BÖLÜM 24:DAVET

8.8K 397 48
                                    

MERHABALAR :D YENİ BİR BÖLÜMLE KARŞINIZDAYIM. BİLDİĞİNİZ ÜZERE HAMİLE BİR KARAKTERE CAN VERİYORUM. HAMİLELİK SÜRESİNİNDE 9 AY OLDUĞUNU VE HER GÜNÜNÜ YAZAMAYACAĞIMI GÖZ ÖNÜNDE BULUNDURURSAK İŞLERE BİRAZ HIZ VERİYORUZ ARKADAŞLAR :D BU DA DEMEK OLUYOR Kİ ARTIK HER BÖLÜMDE AZAR AZAR BELKİ DAHA FAZLA ZAMAN ATLAMASI OLACAK. BU HİKAYENİN SONUNU UZATMAYACAK VEYA KISALTMAYACAK. ZATEN HİKAYEM HAMİLELİĞİN BİTİŞİYLE SONUÇLANMAYACAK. HAMİLELİKTEN SONRA DA ANLATACAĞIM ÇOK ŞEY VAR EMİN OLUN :D

AY ÇOK KONUŞTUM HADİ İYİ OKUMALAR :D

OY VE YORUMLARINIZI EKSİK ETMEYİN.

Ö-PÜL-DÜ-NÜZ!

"Bittin kızım sen.

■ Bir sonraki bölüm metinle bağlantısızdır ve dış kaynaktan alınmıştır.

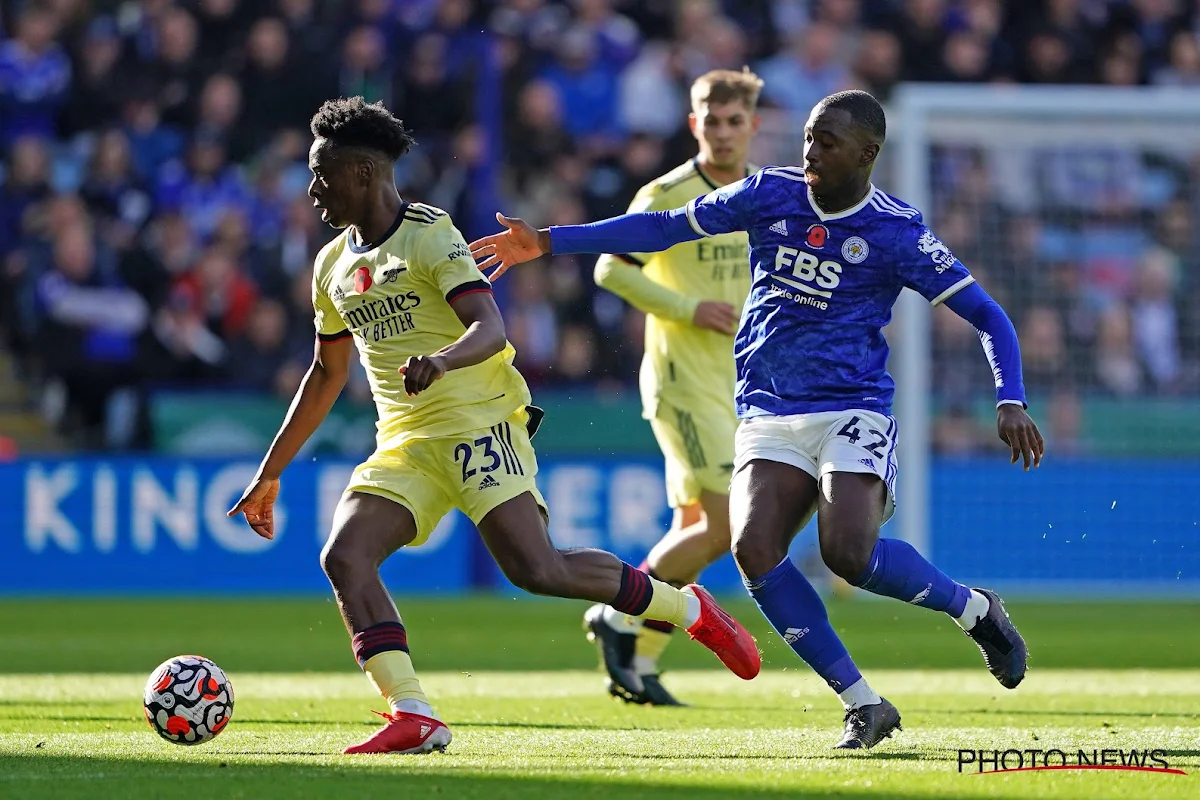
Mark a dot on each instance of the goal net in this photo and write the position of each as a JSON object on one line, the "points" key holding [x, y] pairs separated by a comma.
{"points": [[1077, 209]]}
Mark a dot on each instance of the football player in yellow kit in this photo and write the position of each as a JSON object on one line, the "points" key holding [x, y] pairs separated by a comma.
{"points": [[693, 296], [454, 423]]}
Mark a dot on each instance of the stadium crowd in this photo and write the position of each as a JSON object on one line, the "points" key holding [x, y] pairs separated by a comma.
{"points": [[155, 232]]}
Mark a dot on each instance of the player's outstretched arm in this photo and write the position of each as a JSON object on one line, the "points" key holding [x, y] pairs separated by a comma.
{"points": [[318, 391], [1000, 343], [641, 233], [483, 338]]}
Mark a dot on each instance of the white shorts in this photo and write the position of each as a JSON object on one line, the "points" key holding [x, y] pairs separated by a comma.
{"points": [[827, 441]]}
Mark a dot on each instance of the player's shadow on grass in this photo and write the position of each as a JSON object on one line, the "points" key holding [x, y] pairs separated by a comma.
{"points": [[61, 777], [1039, 713]]}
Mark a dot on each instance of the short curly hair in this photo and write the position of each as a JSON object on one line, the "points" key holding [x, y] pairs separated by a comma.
{"points": [[354, 122], [864, 110]]}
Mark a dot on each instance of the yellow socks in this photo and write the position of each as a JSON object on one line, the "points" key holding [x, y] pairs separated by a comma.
{"points": [[382, 650]]}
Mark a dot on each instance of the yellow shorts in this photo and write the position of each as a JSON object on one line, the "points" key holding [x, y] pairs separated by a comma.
{"points": [[474, 471], [697, 446]]}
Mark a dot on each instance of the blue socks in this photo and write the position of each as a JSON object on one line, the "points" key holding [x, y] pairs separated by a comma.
{"points": [[795, 609], [898, 570]]}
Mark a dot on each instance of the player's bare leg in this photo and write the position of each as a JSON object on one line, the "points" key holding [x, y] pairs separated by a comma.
{"points": [[702, 537], [631, 647], [515, 533], [850, 516], [366, 530], [771, 503]]}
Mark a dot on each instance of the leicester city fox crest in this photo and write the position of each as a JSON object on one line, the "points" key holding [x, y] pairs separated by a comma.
{"points": [[940, 253]]}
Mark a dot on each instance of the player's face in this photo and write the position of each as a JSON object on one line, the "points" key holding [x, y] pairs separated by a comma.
{"points": [[334, 187], [724, 132], [833, 149]]}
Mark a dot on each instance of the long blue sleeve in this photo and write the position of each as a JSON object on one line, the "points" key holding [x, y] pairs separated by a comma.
{"points": [[631, 233], [999, 338]]}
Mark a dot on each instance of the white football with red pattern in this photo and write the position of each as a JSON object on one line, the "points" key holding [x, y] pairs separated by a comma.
{"points": [[189, 699]]}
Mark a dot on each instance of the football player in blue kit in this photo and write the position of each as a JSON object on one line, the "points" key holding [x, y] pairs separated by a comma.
{"points": [[829, 256]]}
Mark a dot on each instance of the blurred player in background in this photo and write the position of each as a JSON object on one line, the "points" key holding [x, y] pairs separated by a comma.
{"points": [[829, 254], [454, 431], [693, 295]]}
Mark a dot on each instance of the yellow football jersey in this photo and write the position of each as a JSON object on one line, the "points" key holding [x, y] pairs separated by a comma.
{"points": [[394, 296], [682, 362]]}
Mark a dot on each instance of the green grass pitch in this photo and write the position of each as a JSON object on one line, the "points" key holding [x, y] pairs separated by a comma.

Öldün!" dedim elimdeki yastığı fırlatarak. Bu kim bilir fırlattığım kaçıncı yastıktı. Elime geçen her yastığı fırlatıyor, atacak yastık kalmadığında veya bulamadığımda ise hiç üşenmeden eğilip başka bir tane alıyordum.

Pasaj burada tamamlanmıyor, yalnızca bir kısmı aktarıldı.